Par ailleurs, la LFSS prévoit des financements de la branche autonomie largement insuffisants pour mettre en œuvre une véritable politique de soutien à l’autonomie, fondée sur les besoins des personnes, quel que soit leur âge et leur situation de handicap. L’objectif de dépenses de cette branche pour 2024 est de 39,9 milliards d’euros, certes en hausse de 5,2% par rapport à 2023, mais alors que le besoin de financement complémentaire a été évalué à 10 à 12 milliards d’euros pour les seules personnes handicapées (étude mandatée par le Collectif Handicaps qui réunit 52 associations). En lieu et place d’une branche autonomie étriquée, il faudrait viser au « bien vivre » pour toutes et tous, sans exclusion d’âge et de situation de handicap. C’est pourquoi la barrière d’âge de soixante ans, qui sépare aujourd’hui le champ des personnes en situation de handicap de celui des personnes âgées, à la seule fin de faire des économies, doit disparaître. Sa suppression était d’ailleurs prévue en 2015 dans la loi « handicap » du 11 février 2005 mais n’a jamais été à l’ordre du jour.

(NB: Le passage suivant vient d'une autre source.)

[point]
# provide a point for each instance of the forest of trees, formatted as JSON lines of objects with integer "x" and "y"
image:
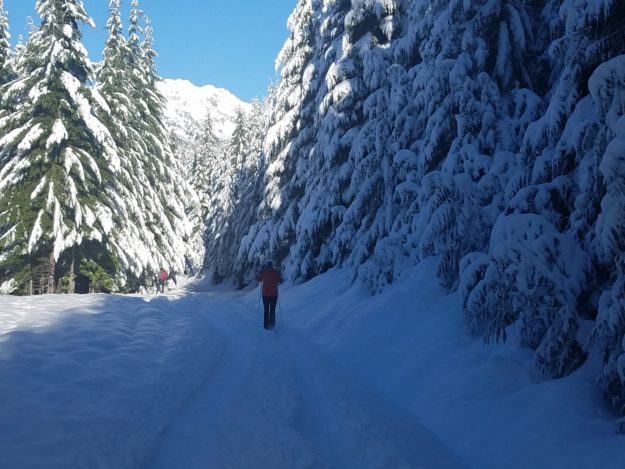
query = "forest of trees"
{"x": 490, "y": 134}
{"x": 91, "y": 197}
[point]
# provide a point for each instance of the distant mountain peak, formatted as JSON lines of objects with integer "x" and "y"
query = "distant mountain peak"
{"x": 187, "y": 105}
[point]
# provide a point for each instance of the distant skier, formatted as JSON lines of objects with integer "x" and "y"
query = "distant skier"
{"x": 172, "y": 276}
{"x": 269, "y": 278}
{"x": 162, "y": 279}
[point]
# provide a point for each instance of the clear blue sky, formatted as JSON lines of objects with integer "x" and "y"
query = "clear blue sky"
{"x": 231, "y": 44}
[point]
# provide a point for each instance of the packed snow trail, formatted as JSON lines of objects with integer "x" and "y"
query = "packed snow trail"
{"x": 272, "y": 401}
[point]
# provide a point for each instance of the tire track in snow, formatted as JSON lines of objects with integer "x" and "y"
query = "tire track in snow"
{"x": 275, "y": 402}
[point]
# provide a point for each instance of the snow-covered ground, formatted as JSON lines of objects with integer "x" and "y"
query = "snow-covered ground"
{"x": 191, "y": 379}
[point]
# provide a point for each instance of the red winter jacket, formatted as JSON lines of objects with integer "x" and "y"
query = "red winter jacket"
{"x": 270, "y": 280}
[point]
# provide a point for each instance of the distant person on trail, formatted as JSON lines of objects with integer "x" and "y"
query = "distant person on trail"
{"x": 269, "y": 278}
{"x": 162, "y": 279}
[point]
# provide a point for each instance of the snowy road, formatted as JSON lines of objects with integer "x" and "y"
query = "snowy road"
{"x": 271, "y": 400}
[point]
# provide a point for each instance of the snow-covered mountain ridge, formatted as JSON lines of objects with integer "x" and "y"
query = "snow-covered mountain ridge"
{"x": 188, "y": 104}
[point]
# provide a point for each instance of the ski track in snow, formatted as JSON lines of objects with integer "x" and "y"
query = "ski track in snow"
{"x": 274, "y": 402}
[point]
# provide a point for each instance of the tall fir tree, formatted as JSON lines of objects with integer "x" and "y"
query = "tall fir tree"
{"x": 7, "y": 71}
{"x": 58, "y": 159}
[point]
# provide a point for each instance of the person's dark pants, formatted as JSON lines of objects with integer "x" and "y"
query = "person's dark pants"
{"x": 269, "y": 303}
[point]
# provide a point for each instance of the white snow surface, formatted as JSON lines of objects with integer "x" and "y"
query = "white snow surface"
{"x": 188, "y": 104}
{"x": 191, "y": 379}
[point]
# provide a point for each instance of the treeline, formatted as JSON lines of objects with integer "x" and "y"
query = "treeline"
{"x": 489, "y": 134}
{"x": 91, "y": 197}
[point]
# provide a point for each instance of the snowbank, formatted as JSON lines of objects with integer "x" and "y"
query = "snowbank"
{"x": 485, "y": 402}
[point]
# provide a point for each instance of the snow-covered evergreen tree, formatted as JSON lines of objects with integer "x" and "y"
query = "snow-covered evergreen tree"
{"x": 148, "y": 242}
{"x": 607, "y": 86}
{"x": 289, "y": 140}
{"x": 7, "y": 72}
{"x": 57, "y": 159}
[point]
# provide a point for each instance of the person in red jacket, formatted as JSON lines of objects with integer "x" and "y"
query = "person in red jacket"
{"x": 269, "y": 278}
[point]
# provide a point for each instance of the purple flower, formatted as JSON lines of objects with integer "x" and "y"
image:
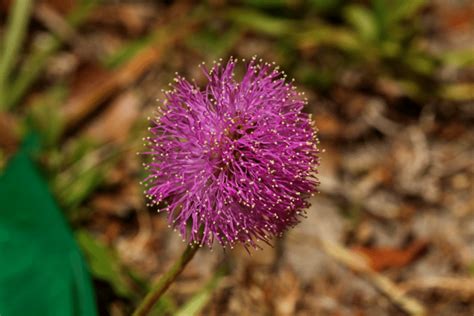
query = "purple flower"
{"x": 235, "y": 161}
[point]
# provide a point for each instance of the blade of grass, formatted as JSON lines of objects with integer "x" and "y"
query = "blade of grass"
{"x": 17, "y": 23}
{"x": 36, "y": 61}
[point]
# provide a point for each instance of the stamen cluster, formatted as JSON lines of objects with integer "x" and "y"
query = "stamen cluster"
{"x": 235, "y": 161}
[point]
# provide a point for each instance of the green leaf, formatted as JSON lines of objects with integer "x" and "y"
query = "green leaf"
{"x": 42, "y": 271}
{"x": 104, "y": 264}
{"x": 258, "y": 22}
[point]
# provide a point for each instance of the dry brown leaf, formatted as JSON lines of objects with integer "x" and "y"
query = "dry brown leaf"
{"x": 116, "y": 122}
{"x": 384, "y": 258}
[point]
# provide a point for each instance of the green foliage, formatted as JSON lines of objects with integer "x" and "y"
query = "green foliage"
{"x": 105, "y": 265}
{"x": 199, "y": 300}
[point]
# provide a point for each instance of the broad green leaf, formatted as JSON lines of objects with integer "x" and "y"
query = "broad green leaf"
{"x": 42, "y": 271}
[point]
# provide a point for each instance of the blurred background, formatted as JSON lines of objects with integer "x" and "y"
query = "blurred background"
{"x": 390, "y": 87}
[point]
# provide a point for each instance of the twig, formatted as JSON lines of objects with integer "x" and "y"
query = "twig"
{"x": 462, "y": 286}
{"x": 79, "y": 108}
{"x": 358, "y": 263}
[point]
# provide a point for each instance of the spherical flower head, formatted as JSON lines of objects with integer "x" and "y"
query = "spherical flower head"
{"x": 235, "y": 161}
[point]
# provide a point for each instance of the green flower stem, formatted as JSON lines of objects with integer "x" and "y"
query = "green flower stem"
{"x": 165, "y": 281}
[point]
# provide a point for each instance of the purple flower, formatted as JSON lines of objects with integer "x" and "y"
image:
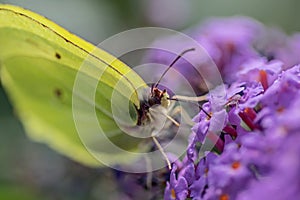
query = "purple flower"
{"x": 176, "y": 189}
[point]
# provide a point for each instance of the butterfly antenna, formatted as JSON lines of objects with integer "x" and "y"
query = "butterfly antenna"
{"x": 171, "y": 65}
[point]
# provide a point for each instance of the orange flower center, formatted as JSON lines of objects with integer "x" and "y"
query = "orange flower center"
{"x": 235, "y": 165}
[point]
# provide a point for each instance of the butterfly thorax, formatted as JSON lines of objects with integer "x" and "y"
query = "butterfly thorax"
{"x": 157, "y": 97}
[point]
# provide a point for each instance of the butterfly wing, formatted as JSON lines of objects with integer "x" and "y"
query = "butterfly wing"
{"x": 40, "y": 63}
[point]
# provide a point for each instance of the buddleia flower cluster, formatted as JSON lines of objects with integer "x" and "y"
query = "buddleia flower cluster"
{"x": 257, "y": 154}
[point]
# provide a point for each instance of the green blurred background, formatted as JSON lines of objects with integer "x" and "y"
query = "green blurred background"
{"x": 33, "y": 171}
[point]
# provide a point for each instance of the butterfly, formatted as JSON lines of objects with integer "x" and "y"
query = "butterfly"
{"x": 77, "y": 98}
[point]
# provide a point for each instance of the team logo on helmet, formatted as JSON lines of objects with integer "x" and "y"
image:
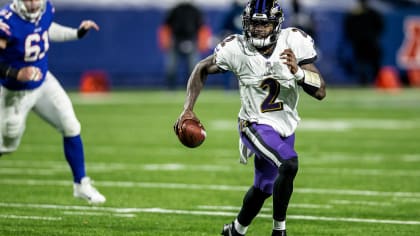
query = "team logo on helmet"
{"x": 262, "y": 12}
{"x": 30, "y": 10}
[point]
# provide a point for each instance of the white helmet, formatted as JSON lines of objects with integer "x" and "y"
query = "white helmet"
{"x": 30, "y": 9}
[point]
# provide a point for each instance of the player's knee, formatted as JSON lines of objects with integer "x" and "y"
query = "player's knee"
{"x": 71, "y": 128}
{"x": 13, "y": 127}
{"x": 289, "y": 167}
{"x": 260, "y": 194}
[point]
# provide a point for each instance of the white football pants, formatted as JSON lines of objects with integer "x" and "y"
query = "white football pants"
{"x": 49, "y": 101}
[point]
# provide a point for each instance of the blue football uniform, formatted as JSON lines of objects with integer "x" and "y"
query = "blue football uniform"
{"x": 27, "y": 45}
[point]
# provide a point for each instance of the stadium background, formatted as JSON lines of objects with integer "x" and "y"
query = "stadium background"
{"x": 126, "y": 47}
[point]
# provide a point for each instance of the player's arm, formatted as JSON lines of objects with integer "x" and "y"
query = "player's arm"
{"x": 61, "y": 33}
{"x": 196, "y": 83}
{"x": 307, "y": 75}
{"x": 312, "y": 82}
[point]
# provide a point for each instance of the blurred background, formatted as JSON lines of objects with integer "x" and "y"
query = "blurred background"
{"x": 128, "y": 49}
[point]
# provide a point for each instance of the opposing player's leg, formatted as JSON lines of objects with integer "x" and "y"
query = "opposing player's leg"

Les situations de handicap sont toujours présentes après 60 ans et de nombreux besoins ne sont pas couverts car le vieillissement des personnes en situation de handicap est très largement un impensé des politiques publiques.
Une nouvelle fois, il est urgent de mesurer les besoins et d’y répondre, au lieu d’être guidé par la seule boussole des économies budgétaires. Il est urgent de modifier en profondeur les dispositifs existants, en plaçant la personne handicapée au centre. Elle doit avoir accès à un accompagnement de proximité, de qualité et correspondant à ses besoins : au domicile en priorité car vivre au cœur de la cité est une émancipation, mais pas sans accompagnement s’il est nécessaire ; auprès d’un service ou d’un établissement en tant que de besoin.
Au lieu de mettre les besoins des personnes au point de départ des politiques publiques, ce PLFSS évoque la création de 50 000 « solutions », promises par Emmanuel Macron (non, les personnes handicapées ne sont pas un « problème » !), sans logique politique sous-tendant la répartition et en reportant la charge financière sur les départements, donc sans garantie de mise en œuvre réelle et en poursuivant le désengagement de l’Etat, amorcé depuis dix ans… L’accompagnement des personnes handicapées doit relever de la solidarité nationale, avec un soutien financier adapté aux besoins et un droit à compensation, reconnu dans les textes internationaux, enfin effectif et couvrant l’ensemble des situations, y compris les plus complexes.